Pass condition: Report-only. Low completeness_delta indicates consistent classification.

Usage:

Terminal window
uv run python 19_logic_gates.py --model gpt2 --device cpu
uv run python 19_logic_gates.py --tasks ioi --n-prompts 50

Reading the scores:

PatternWhat it means
Mostly ANDHeads work synergistically — removing any one breaks the circuit
Mostly ORHeads are redundant — the circuit is robust to single-head failures
Mixed AND/ORMulti-path architecture with some critical nodes and some backup paths
High completeness_deltaNoising and denoising give different interaction patterns — results are fragile

Source: Machamer, Darden & Craver (2000); Glennan (2017).

Criteria: MDC/Glennan / A05

What it establishes: Whether each circuit head performs a specifiable, consistent operation. Measures two aspects: (1) output consistency — first principal component variance ratio across prompts (does the head always produce output in the same direction?), and (2) attention-weighted OV prediction — R-squared of predicting head output from its attention-weighted OV circuit (is the head’s operation well-described by its attention pattern + OV matrix?).

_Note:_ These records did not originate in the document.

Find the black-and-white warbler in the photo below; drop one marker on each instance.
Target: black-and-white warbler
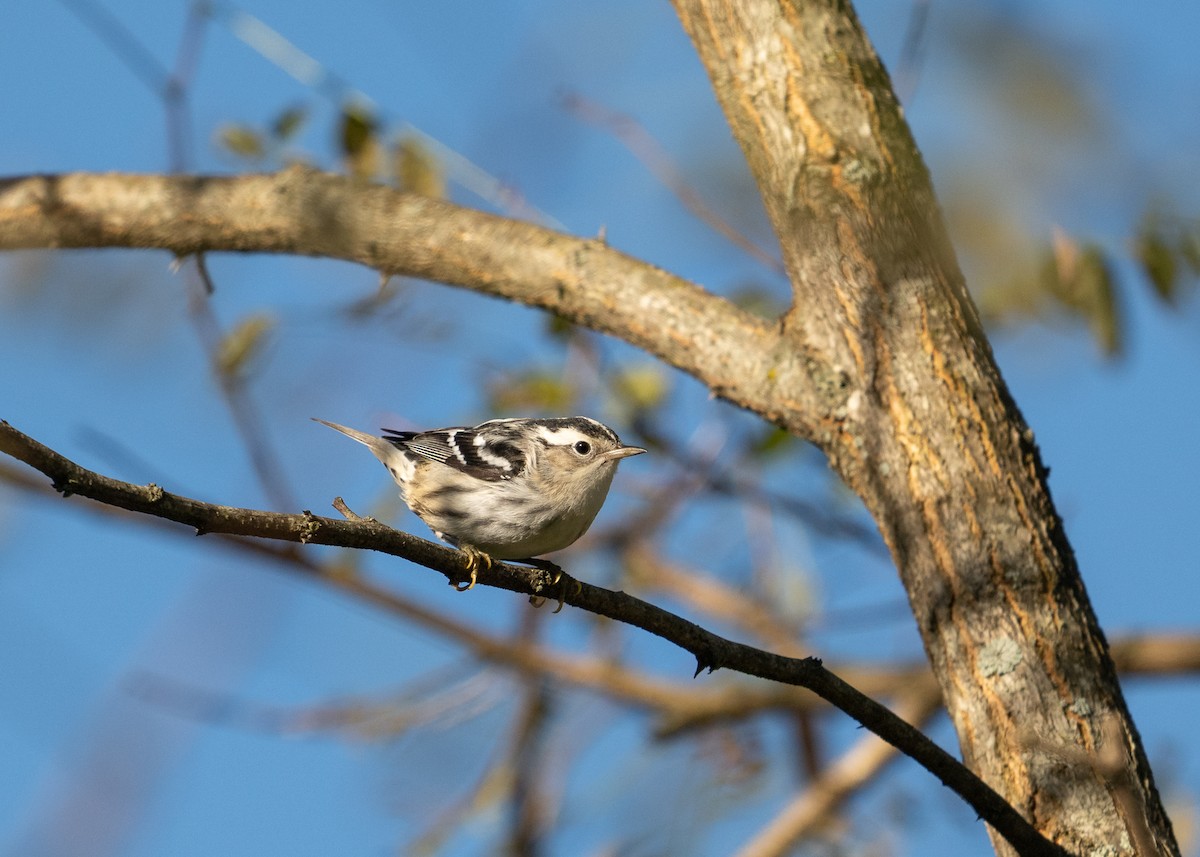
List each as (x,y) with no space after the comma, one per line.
(511,489)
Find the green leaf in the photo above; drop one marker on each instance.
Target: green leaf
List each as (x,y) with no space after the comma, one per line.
(243,345)
(1158,263)
(417,169)
(241,141)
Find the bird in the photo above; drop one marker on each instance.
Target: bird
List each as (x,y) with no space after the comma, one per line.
(507,489)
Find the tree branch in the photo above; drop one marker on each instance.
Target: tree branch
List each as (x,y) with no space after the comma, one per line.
(303,211)
(709,649)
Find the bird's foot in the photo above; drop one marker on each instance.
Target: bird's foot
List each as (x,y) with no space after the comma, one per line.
(477,561)
(558,581)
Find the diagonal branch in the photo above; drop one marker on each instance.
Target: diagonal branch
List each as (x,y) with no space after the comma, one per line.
(711,651)
(738,355)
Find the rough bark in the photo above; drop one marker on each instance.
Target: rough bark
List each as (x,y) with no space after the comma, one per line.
(922,426)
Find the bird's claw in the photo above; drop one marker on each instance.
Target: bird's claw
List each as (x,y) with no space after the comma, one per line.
(539,600)
(477,559)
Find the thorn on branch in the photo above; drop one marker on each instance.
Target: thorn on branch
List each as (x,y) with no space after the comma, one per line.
(347,513)
(64,486)
(310,527)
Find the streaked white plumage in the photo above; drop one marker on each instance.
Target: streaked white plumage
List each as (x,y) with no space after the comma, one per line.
(511,489)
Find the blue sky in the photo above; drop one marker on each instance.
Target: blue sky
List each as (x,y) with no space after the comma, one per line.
(101,363)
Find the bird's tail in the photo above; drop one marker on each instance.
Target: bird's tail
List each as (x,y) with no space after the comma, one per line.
(399,463)
(360,436)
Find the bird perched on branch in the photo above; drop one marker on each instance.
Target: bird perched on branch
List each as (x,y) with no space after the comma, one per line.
(511,489)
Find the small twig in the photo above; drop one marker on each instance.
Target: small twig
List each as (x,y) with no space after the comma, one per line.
(841,779)
(647,150)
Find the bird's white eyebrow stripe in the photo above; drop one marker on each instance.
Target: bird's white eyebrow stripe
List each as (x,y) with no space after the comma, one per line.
(454,444)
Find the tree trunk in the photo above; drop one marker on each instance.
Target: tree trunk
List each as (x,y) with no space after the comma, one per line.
(917,421)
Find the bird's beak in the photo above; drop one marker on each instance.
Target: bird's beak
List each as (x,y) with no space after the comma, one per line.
(623,453)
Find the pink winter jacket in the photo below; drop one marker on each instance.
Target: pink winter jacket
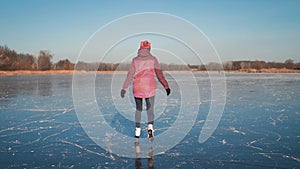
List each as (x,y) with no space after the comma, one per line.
(142,70)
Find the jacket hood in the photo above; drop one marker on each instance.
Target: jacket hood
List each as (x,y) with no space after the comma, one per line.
(142,52)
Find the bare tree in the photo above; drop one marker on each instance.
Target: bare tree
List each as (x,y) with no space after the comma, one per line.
(44,60)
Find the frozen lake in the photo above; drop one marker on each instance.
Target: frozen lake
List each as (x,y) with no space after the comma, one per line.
(259,128)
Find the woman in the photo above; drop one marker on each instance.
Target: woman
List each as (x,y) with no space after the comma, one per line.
(142,70)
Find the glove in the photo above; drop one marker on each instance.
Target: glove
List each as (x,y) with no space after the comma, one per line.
(123,93)
(168,90)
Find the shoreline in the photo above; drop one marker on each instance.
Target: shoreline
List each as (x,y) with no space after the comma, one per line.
(54,72)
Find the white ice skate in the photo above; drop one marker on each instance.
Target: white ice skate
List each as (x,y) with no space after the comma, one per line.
(150,133)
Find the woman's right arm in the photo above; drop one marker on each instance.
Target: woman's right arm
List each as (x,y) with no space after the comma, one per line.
(129,77)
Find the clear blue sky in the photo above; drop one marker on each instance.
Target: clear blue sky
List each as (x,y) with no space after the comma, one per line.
(240,30)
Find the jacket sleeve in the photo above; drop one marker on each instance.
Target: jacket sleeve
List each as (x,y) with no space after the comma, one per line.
(160,75)
(129,77)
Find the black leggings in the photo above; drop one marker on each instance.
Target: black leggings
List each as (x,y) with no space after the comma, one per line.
(139,109)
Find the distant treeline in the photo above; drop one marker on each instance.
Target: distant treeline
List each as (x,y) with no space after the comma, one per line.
(11,60)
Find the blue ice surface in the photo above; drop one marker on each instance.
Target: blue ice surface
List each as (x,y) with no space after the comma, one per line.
(259,127)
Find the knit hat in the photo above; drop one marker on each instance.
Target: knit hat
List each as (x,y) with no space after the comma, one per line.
(145,44)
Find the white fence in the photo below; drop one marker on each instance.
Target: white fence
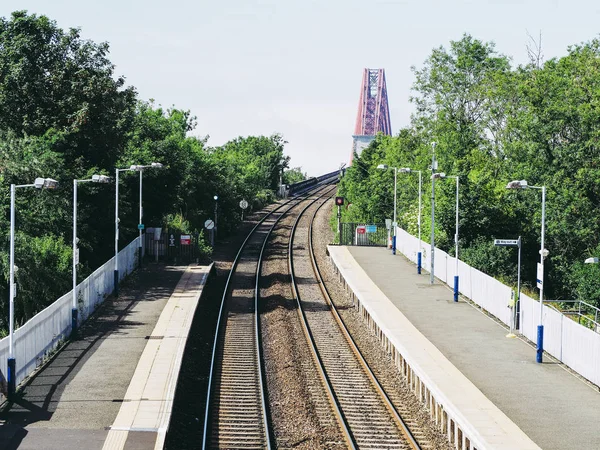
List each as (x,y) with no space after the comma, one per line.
(571,343)
(44,331)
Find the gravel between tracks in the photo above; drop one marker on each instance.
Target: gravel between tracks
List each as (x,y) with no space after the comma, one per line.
(381,363)
(301,415)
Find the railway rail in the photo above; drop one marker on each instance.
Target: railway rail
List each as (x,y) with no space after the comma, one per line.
(237,412)
(367,416)
(237,409)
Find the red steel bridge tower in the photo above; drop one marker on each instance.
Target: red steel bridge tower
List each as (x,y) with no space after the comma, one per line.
(373,111)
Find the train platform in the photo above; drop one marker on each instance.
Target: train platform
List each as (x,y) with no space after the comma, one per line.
(113,387)
(460,357)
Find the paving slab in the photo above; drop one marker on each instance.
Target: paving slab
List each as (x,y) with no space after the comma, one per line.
(556,409)
(74,399)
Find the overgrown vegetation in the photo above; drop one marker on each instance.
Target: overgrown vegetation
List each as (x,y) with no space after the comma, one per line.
(494,123)
(64,114)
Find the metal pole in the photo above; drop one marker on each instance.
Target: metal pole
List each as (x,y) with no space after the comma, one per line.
(456,244)
(116,232)
(540,336)
(139,227)
(518,302)
(419,252)
(215,228)
(74,303)
(431,273)
(395,224)
(11,375)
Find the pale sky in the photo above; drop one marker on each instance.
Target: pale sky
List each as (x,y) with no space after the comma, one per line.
(294,67)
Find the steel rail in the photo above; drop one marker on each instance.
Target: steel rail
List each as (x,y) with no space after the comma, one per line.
(296,200)
(388,403)
(341,418)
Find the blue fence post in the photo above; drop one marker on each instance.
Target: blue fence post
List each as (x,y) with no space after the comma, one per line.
(73,321)
(455,288)
(540,344)
(11,378)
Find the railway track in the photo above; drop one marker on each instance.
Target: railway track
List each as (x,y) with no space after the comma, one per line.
(237,410)
(366,415)
(237,413)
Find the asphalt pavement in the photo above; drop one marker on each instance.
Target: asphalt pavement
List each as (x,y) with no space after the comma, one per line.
(556,409)
(74,399)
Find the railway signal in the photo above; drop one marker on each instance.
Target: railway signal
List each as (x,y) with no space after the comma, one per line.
(339,201)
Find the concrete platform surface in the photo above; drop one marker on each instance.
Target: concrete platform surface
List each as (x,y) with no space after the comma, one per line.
(556,409)
(75,398)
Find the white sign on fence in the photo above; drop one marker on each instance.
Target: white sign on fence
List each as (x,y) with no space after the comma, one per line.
(506,242)
(540,276)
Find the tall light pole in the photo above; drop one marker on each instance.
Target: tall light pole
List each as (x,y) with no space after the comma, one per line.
(419,250)
(442,176)
(432,251)
(132,168)
(216,198)
(394,223)
(522,184)
(74,310)
(39,183)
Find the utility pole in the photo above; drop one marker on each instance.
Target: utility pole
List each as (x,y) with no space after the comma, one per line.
(433,168)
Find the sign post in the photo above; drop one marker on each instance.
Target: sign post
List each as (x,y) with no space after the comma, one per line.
(210,225)
(243,205)
(516,308)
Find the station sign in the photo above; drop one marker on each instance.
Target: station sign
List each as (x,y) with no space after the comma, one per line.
(506,242)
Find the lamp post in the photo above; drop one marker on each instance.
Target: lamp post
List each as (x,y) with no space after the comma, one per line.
(394,223)
(134,168)
(74,310)
(432,251)
(419,250)
(522,184)
(442,176)
(216,198)
(39,183)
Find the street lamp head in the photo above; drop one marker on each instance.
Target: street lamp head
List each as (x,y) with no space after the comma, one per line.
(47,183)
(517,184)
(100,179)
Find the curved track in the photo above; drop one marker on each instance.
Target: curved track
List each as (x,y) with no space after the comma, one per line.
(237,414)
(365,412)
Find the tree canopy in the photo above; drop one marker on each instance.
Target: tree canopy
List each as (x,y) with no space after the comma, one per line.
(65,114)
(494,123)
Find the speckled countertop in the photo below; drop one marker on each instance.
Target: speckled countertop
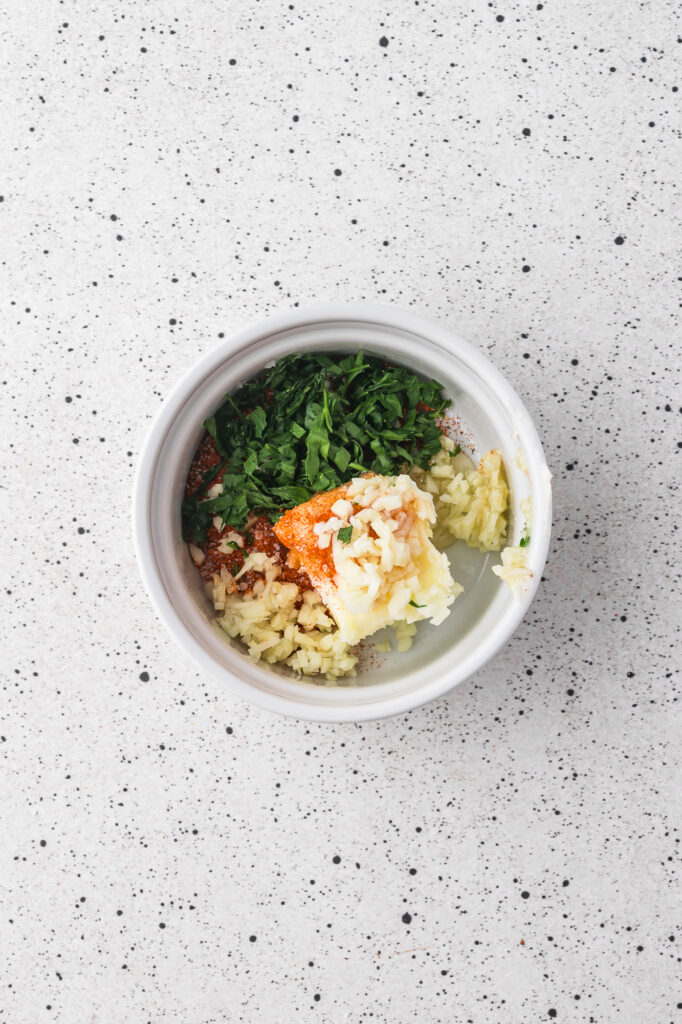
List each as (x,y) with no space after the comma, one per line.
(510,853)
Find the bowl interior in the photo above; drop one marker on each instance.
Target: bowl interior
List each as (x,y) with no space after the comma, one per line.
(484,422)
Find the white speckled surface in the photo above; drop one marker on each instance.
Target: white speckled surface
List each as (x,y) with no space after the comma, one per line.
(510,853)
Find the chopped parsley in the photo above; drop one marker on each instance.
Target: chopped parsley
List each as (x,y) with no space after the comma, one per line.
(308,424)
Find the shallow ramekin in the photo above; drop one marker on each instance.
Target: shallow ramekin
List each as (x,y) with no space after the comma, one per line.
(483,617)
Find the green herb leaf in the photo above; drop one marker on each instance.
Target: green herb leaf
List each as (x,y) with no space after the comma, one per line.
(307,424)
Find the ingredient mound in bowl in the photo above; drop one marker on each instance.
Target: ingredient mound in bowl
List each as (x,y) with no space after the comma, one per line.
(320,501)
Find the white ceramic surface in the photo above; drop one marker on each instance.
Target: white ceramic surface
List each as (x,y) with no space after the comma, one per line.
(483,617)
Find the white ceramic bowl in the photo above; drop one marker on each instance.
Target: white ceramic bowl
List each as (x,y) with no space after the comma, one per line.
(481,620)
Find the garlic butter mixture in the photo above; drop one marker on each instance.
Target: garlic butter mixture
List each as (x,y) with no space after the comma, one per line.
(320,501)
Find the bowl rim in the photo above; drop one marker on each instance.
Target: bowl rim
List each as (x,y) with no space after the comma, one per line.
(286,320)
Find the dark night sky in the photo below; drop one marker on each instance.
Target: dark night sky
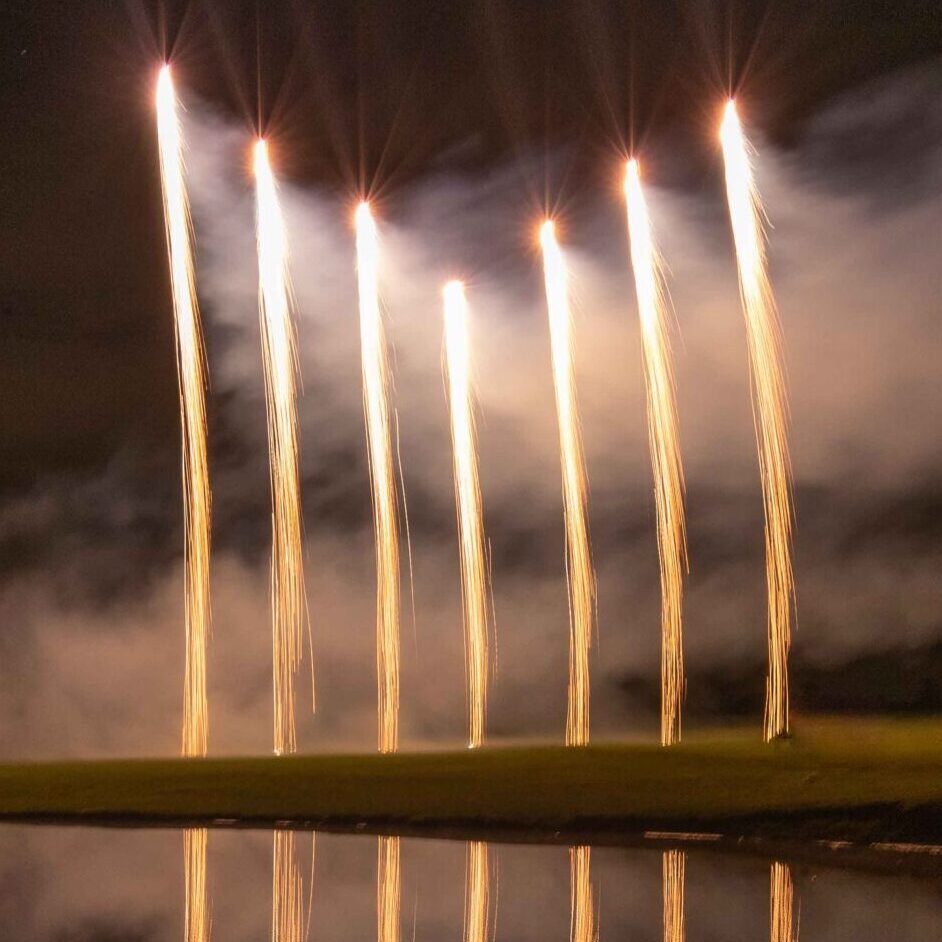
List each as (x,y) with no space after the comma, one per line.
(466,120)
(361,93)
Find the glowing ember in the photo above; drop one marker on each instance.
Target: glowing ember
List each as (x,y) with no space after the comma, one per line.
(280,361)
(771,409)
(474,581)
(382,478)
(477,895)
(578,556)
(388,891)
(674,862)
(582,921)
(664,444)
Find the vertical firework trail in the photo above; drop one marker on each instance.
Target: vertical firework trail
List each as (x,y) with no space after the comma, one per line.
(582,905)
(388,890)
(782,905)
(191,373)
(674,863)
(287,919)
(770,407)
(664,444)
(578,554)
(280,361)
(382,479)
(477,894)
(474,589)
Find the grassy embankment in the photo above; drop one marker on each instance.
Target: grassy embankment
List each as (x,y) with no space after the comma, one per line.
(845,779)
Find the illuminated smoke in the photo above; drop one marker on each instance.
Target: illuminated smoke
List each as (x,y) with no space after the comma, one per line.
(770,409)
(664,445)
(382,479)
(474,570)
(578,556)
(280,362)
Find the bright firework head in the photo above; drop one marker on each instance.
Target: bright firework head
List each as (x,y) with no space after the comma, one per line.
(377,414)
(472,553)
(664,445)
(191,373)
(580,574)
(280,366)
(770,410)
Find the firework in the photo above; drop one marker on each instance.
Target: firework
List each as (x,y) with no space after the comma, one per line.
(578,556)
(191,373)
(477,894)
(770,409)
(582,919)
(781,904)
(382,478)
(196,914)
(674,862)
(474,588)
(388,890)
(664,444)
(280,362)
(287,918)
(191,377)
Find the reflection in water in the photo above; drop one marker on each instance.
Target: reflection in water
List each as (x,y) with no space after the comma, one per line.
(287,913)
(582,921)
(477,894)
(674,862)
(781,904)
(387,890)
(196,920)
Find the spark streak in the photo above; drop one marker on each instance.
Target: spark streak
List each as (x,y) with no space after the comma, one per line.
(382,479)
(196,914)
(582,919)
(781,904)
(280,360)
(477,897)
(770,409)
(191,378)
(664,445)
(578,555)
(287,918)
(474,582)
(388,891)
(674,863)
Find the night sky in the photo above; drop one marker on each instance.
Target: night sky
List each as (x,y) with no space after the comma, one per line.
(490,113)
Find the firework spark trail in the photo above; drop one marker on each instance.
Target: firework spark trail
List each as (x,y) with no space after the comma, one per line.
(770,408)
(287,917)
(477,894)
(674,863)
(781,905)
(191,372)
(280,361)
(196,909)
(664,444)
(578,555)
(382,479)
(474,588)
(388,890)
(582,919)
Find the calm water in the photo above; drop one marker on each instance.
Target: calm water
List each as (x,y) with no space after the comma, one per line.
(90,885)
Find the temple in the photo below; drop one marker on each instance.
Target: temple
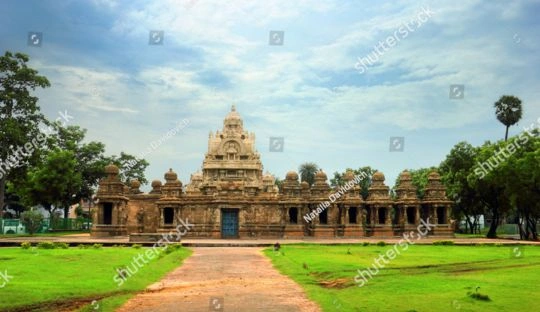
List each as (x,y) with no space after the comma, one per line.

What it does not establish: What the operation is in human-interpretable terms. The metric tests consistency and predictability, not interpretability.

Method:

  1. Run the model on task prompts, collecting each circuit head’s output.
  2. Stack outputs across prompts, compute PCA. First PC variance ratio = output consistency.
  3. Predict head output from attention_pattern @ V @ W_O. R-squared = OV prediction quality.
  4. Pass if circuit heads have higher consistency and prediction than non-circuit heads.

Key quantities:

  • output_consistency — first PC variance ratio (higher = more consistent operation)
  • ov_prediction_r2 — R-squared of attention-weighted OV prediction

Pass condition: Circuit > non-circuit baseline on both measures.

Usage:

Terminal window
uv run python 70_operation_specification.py --model gpt2 --device cpu

Source: Machamer, Darden & Craver (2000); Glennan (2017).

Criteria: MDC/Glennan / A05

What it establishes: Whether the circuit’s operations generalize to held-out data. Trains a characterization of each head’s operation on a training split (principal direction of activation) and tests whether that characterization predicts behavior on a test split.

What it does not establish: Whether the generalization extends to out-of-distribution inputs. The metric tests held-out generalization within the same distribution.

Method:

  1. Split prompts into train and test sets.
  2. On train: compute principal direction of each head’s activation magnitude.
  3. On test: predict activation magnitude from train-derived principal direction.
  4. Report Pearson r between predicted and actual magnitudes.

Key quantities:

  • pearson_r — correlation between predicted and actual activation magnitudes on held-out data

Pass condition: Report-only. Higher Pearson r indicates better generalization.

Usage:

Terminal window
uv run python 71_held_out_prediction.py --model gpt2 --device cpu

Source: Machamer, Darden & Craver (2000); Glennan (2017).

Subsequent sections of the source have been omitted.